L’association a entrepris une démarche officielle auprès du gouvernement pour la mise en service en 2025, de la ligne « rouge », tronçon du Grand Paris Express desservira l’aéroport Roissy Charles de Gaulle. Une pétition a également été signée par plus de 10 600 personnes et montre la forte attente des habitants en matière de mobilité. Enfin, une cinquantaine d’élus s’est rassemblée, le 23 janvier dernier, à l’Assemblée nationale pour présenter à la presse les arguments avancés ; le premier étant que la population connaît un fort chômage, malgré le nombre d’emploi offert par la présence d’un aéroport. Ce problème pourrait être pallié par un aménagement des infrastructures de transport qui seraient un atout considérable pour une zone aéroportuaire active 7j/7, 24h/24, tous les jours de l’année. Les 25 projets que nous sommes en train de développer créeraient directement 165 000 emplois, correspondant à un investissement privé de plus de 7 milliards d’euros et entrainant indirectement la création de dizaines de milliers d’autres, liés à la construction future d’équipements dédiés à ces nouvelles entreprises.

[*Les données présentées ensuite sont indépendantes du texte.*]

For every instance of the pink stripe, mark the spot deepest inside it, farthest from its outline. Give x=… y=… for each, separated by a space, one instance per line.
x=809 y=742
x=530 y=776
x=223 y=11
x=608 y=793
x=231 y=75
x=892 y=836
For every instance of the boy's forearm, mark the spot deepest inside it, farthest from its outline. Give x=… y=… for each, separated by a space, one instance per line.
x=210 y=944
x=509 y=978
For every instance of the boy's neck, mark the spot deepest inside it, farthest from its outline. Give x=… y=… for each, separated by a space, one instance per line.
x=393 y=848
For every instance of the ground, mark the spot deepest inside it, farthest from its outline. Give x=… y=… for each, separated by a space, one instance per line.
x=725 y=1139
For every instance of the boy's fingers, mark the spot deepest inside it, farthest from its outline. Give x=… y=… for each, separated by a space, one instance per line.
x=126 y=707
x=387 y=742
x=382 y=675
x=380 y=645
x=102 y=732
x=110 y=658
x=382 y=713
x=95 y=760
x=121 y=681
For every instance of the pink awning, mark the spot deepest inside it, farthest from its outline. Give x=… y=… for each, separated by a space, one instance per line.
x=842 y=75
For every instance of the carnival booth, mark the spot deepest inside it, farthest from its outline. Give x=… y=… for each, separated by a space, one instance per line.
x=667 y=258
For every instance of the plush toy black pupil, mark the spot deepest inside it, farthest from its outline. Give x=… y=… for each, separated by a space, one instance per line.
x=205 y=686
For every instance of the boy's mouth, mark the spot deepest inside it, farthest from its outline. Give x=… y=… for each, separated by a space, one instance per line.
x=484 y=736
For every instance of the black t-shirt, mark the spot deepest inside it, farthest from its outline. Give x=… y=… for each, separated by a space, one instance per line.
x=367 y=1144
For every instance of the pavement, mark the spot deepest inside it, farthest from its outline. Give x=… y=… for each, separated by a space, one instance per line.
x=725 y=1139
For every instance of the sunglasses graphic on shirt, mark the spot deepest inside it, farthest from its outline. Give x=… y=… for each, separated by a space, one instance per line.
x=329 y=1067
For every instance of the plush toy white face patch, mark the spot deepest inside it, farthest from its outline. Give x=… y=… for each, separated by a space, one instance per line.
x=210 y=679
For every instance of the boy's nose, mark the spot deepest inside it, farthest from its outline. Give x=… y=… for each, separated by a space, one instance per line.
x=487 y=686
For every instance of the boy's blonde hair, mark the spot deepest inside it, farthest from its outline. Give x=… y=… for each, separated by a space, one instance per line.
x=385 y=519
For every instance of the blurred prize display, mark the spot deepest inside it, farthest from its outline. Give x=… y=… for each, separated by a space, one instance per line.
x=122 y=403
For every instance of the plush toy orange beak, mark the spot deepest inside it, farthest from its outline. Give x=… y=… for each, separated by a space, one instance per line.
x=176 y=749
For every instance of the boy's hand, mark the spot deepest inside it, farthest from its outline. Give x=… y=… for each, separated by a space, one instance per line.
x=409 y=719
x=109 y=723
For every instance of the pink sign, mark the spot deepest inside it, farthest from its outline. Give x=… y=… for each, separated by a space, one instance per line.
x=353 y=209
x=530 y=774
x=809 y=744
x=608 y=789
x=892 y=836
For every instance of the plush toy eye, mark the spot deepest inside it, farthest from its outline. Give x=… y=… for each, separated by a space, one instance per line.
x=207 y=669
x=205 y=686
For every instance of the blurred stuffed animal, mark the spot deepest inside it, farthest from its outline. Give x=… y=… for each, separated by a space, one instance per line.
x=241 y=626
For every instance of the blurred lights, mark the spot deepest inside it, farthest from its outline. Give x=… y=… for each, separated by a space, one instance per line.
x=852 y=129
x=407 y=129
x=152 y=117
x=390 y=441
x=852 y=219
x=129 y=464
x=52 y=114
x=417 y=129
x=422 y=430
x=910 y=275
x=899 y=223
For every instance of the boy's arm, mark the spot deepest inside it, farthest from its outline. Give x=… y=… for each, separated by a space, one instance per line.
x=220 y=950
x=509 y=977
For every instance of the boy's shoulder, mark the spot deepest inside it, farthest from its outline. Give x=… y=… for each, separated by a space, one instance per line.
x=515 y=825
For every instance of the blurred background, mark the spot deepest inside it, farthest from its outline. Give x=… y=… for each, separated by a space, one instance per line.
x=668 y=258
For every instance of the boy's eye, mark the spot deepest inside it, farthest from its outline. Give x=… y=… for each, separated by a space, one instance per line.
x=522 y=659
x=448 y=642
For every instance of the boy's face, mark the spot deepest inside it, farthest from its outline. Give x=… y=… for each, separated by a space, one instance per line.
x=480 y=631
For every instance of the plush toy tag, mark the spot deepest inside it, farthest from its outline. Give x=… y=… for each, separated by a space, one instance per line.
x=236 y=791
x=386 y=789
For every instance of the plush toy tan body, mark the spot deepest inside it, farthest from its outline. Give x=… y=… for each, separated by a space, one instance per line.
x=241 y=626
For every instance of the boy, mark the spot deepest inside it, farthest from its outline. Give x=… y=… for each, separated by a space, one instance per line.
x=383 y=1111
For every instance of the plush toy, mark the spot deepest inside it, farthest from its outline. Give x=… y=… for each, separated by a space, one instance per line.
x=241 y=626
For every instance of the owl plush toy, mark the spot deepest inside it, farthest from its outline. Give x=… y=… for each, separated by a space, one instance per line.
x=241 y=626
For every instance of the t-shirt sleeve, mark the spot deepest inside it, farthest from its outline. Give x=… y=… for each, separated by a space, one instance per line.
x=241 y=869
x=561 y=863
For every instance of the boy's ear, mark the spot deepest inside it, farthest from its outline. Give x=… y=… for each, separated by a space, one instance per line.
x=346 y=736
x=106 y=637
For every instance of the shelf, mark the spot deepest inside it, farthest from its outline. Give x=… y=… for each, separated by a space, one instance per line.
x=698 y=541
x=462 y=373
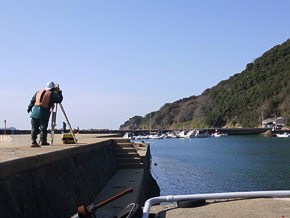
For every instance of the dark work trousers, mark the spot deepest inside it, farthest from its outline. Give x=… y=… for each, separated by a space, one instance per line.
x=39 y=126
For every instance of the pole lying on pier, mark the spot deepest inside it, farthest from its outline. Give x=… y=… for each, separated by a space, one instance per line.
x=174 y=198
x=87 y=211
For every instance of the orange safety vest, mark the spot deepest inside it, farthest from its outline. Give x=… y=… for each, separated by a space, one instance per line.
x=42 y=98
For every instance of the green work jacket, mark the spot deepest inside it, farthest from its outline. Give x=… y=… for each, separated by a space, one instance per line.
x=42 y=113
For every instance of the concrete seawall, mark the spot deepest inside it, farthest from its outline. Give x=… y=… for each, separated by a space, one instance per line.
x=53 y=181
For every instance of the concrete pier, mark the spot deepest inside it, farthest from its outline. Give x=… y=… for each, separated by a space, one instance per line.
x=53 y=181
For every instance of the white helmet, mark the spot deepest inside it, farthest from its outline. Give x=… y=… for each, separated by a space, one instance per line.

Ensuite, le bon fonctionnement de l’aéroport nécessite une remise en ordre de son accès, et un rabattement sur un métro pour désengorger les gares RER surchargées. C’est tout l’intérêt des voyageurs et des habitants de disposer de lignes modernes reliées à l’ensemble du réseau parisien avec l’installation de quatre gares supplémentaires, sans oublier un autre tronçon pour les villes de Clichy, Montfermeil, Sevran et Aulnay. Un aéroport sert évidemment au développement d’un pays entier, mais doit également permettre aux populations vivant à proximité de bénéficier du dynamisme économique qu’il engendre. Nous souhaitons d’ailleurs former des jeunes, en amont, à tous les nouveaux métiers bientôt créés sur le territoire, par l’apprentissage de langues, des métiers d’accueil, de l’aérien et du tourisme d’affaires. Dans le but de développer le nord du Grand Roissy, des constructions de logements sont prévues, et nécessiteront d’être bien desservis pour que des personnes puissent y vivre. La mobilité n’est donc pas un simple enjeu, mais entraîne des problématiques beaucoup plus globales.
Ne pas installer ces infrastructures serait une lourde erreur au niveau économique et social, car cela ne donnerait pas confiance aux futurs investisseurs. Nous pensons et surtout espérons que le gouvernement le comprendra et mettra tout en œuvre pour satisfaire nos besoins et ambitions.
La ligne directe Roissy-Gare de l’Est, le CDG Express est en cours d’élaboration, qu’en pensez-vous ?
Ce projet va peut-être handicaper notre aménagement du territoire. Il est parfaitement compréhensible que certains voyageurs aient besoin d’une liaison directe et rapide de l’aéroport à la ville de Paris. Seulement, cela n’a rien à voir avec ce que nous demandons. Ici, il s’agit d’un projet envisagé par l’aéroport comprenant uniquement des investissements privés, comme l’a précisé dernièrement le Premier ministre. Nous n’avons pas d’autres nouvelles sur ce projet, mais espérons qu’il ne fera pas d’ombre à celui, plus global, d’aménagement du territoire que nous requerrons.